The Museum of Artillery in St. Petersburg is a huge complex. To be honest, I have never completely bypassed all of his expositions. In fact, this is practically impossible, since its contents are constantly changing. I am interested in small exhibitions that tell about unknown facts of military history.

Such a fact of Russian history for me was the emergence of the “Russian gas mask”. It turns out that the Zelinsky-Kummant gas mask, this is the first gas mask in history capable of absorbing the widest range of poisonous substances, was developed by the Russian professor N. D. Zelinsky and the technologist of the Triangle plant M. I. Kummant in 1915.
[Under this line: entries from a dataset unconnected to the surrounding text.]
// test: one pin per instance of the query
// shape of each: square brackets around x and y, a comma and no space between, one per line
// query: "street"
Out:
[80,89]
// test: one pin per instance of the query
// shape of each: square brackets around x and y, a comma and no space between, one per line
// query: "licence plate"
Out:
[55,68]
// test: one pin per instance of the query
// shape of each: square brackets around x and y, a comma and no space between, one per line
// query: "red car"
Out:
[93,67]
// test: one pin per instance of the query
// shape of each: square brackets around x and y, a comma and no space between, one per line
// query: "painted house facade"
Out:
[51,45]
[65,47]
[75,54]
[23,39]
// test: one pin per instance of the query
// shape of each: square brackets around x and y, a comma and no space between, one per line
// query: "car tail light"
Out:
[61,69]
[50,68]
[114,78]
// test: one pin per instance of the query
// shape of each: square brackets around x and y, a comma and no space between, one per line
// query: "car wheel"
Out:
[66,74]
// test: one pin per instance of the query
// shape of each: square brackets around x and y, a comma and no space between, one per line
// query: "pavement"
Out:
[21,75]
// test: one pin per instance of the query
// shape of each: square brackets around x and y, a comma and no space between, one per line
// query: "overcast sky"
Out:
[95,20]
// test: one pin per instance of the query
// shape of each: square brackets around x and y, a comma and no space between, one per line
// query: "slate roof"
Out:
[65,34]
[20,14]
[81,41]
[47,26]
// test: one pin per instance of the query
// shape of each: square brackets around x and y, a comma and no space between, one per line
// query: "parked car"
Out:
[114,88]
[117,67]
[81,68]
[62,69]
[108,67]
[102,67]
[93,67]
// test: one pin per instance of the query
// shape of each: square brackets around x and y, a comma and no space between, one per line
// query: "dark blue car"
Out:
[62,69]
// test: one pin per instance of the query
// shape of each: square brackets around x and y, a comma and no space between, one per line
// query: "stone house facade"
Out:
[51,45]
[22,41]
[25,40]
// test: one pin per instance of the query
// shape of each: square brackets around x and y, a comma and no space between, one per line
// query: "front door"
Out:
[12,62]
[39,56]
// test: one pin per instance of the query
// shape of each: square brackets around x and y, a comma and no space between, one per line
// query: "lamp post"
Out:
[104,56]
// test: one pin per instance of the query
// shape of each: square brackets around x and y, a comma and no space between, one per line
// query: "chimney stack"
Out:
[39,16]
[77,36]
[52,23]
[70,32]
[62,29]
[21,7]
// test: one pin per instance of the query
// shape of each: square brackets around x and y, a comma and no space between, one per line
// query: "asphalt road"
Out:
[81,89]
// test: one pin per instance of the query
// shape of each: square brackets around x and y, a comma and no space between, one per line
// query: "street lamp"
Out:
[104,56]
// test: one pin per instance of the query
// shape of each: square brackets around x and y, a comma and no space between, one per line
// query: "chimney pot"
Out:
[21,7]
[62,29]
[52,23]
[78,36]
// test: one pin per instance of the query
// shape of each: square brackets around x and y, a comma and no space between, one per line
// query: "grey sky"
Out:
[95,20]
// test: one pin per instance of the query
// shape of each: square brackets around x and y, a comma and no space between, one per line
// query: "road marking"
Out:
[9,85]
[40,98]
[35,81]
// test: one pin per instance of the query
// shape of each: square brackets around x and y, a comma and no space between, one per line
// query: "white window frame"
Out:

Then this model was improved by I. D. Avalov and put into mass production. For the army, 1 million copies were immediately ordered. This significantly changed the situation at the front.


After the use of the Russian model of a gas mask by the Russian army in the First World War, losses from gas attacks decreased significantly.


By the way, at first the soldiers used "wet masks" impregnated with special substances, and sometimes even with their own urine. But such impregnations helped only from a certain, too narrow range of gases. By 1915, there were several dozen different formulations in use.

Chemists were faced with the task of finding a universal adsorbent with a high absorption capacity. The Germans used diatomaceous earth with pumice, a mixture of slaked lime and caustic soda.

The solution of the Russian professor is ingeniously simple, he suggested using activated birch or linden charcoal. By the way, already in the summer of 1916, several hundred thousand soldiers were fumigated, and in total the army received 5,030,660 gas masks. And since the spring of 1917, the entire army has used only them. One can only guess how many of them he saved the life.

As a result, the use of this particular technology made chemical weapons ineffective.
I learned all this from a small exhibition at the Artillery Museum dedicated to the 155th anniversary of the birth of Nikolai Dmitrievich Zelinsky and his brilliant invention. I can say for sure that this was also my discovery.